Segment Hysteresis RL for ISAC Systems

Updated 29 January 2026

Segment Hysteresis Based Reinforcement Learning is a novel algorithm that integrates a hysteresis mechanism to stabilize segment assignments in SWAN-ISAC systems.
It employs an Advantage Actor-Critic framework within an MDP formulation to jointly optimize transmit beamforming, segment selection, and antenna positioning.
The hysteresis mechanism mitigates rapid assignment oscillations and non-stationarity, yielding up to 70% higher reward ceilings compared to fixed-update strategies.

Segment Hysteresis Based Reinforcement Learning (SHRL) is a reinforcement learning algorithm specifically designed for integrated sensing and communication (ISAC) optimization within segmented waveguide-enabled pinching-antenna array (SWAN) systems. SHRL addresses the challenge of dynamic segment selection—critical for both communication throughput and sensing performance—by introducing a hysteresis mechanism that governs when segment allocations are updated, mitigating instability and improving overall system reward. The algorithm is formalized within a Markov decision process (MDP) framework, jointly optimizing transmit beamforming, segment selection, and antenna positioning (Gao et al., 28 Jan 2026).

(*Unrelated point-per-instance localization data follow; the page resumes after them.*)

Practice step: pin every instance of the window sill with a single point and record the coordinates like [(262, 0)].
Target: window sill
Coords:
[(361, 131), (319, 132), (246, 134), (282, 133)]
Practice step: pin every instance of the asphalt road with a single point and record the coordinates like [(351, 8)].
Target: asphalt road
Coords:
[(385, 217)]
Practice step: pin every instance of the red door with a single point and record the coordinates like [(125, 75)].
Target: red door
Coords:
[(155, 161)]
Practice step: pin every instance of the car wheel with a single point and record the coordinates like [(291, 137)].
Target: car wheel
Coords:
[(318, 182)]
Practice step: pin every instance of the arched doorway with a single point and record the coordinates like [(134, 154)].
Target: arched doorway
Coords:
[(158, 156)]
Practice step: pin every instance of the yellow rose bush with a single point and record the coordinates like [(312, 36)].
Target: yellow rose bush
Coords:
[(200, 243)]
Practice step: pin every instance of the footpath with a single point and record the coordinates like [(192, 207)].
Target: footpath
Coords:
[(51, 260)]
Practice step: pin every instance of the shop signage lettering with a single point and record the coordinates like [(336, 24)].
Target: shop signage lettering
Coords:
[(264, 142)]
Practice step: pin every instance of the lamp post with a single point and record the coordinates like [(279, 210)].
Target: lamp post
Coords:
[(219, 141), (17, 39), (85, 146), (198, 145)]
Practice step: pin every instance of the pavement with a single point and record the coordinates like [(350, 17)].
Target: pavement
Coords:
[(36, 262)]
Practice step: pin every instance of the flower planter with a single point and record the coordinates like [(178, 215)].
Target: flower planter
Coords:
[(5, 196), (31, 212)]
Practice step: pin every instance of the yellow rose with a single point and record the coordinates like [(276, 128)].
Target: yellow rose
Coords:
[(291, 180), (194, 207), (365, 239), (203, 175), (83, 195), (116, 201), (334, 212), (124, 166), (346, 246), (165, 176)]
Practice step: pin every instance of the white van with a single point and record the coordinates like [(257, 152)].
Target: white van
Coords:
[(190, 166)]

1. Markov Decision Process Formulation

SHRL frames the SWAN-ISAC control problem as an MDP comprising the following components:

State Space: At timestep $t$ , the state is $s_t = [h_{k_c,t},\, h_{k_s,t},\, \psi_{t-1},\, \phi_{t-1}]$ , where $h_{k_c,t}$ and $h_{k_s,t}$ denote instantaneous channel state information (CSI) for all $K_c$ communication users and $K_s$ sensing targets, $\psi_{t-1}$ is the previous pinching-antenna pose vector, and $\phi_{t-1}$ encodes the last segment selection assignments.
Action Space: The agent outputs a tuple $a_t = [\psi_t,\, \phi_t,\, W_t]$ , with $\psi_t \in \mathbb{R}^{M\times N\times 2}$ (antenna positions), $\phi_t \in \mathbb{R}^M$ (raw segment-selection logits), and $W_t \in \mathbb{C}^{K_c\times M}$ (beamforming weights). Segment assignments are executed as $\tilde\phi_t$ after processing through the hysteresis gate.
Transition Dynamics: The system updates via $(\psi_t,\, \tilde\phi_t,\, W_t)$ , yielding new CSI, illumination, and data-rate metrics, then transitioning to $s_{t+1}$ . Channel evolution follows deterministic (e.g., line-of-sight) or stochastic models.
Reward Function:

$r_t = \sum_{k_c=1}^{K_c} R_{k_c,t} - \sum_{k_s=1}^{K_s} \mathbb{I}\{\Gamma_{k_s,t} < \tilde\Gamma\}$

where $R_{k_c,t} = B\log_2\left(1 + \frac{\sum_m |h_{k_c,m}^T s_m|^2}{\sum_{m\ne m'} |h_{k_c,m}^T s_{m'}|^2 + \sigma^2}\right)$ is the communication rate for user $k_c$ , and $\Gamma_{k_s,t}$ represents the expected illumination power for sensing target $k_s$ ; $\tilde\Gamma$ is a threshold, and violations incur a unit penalty per target.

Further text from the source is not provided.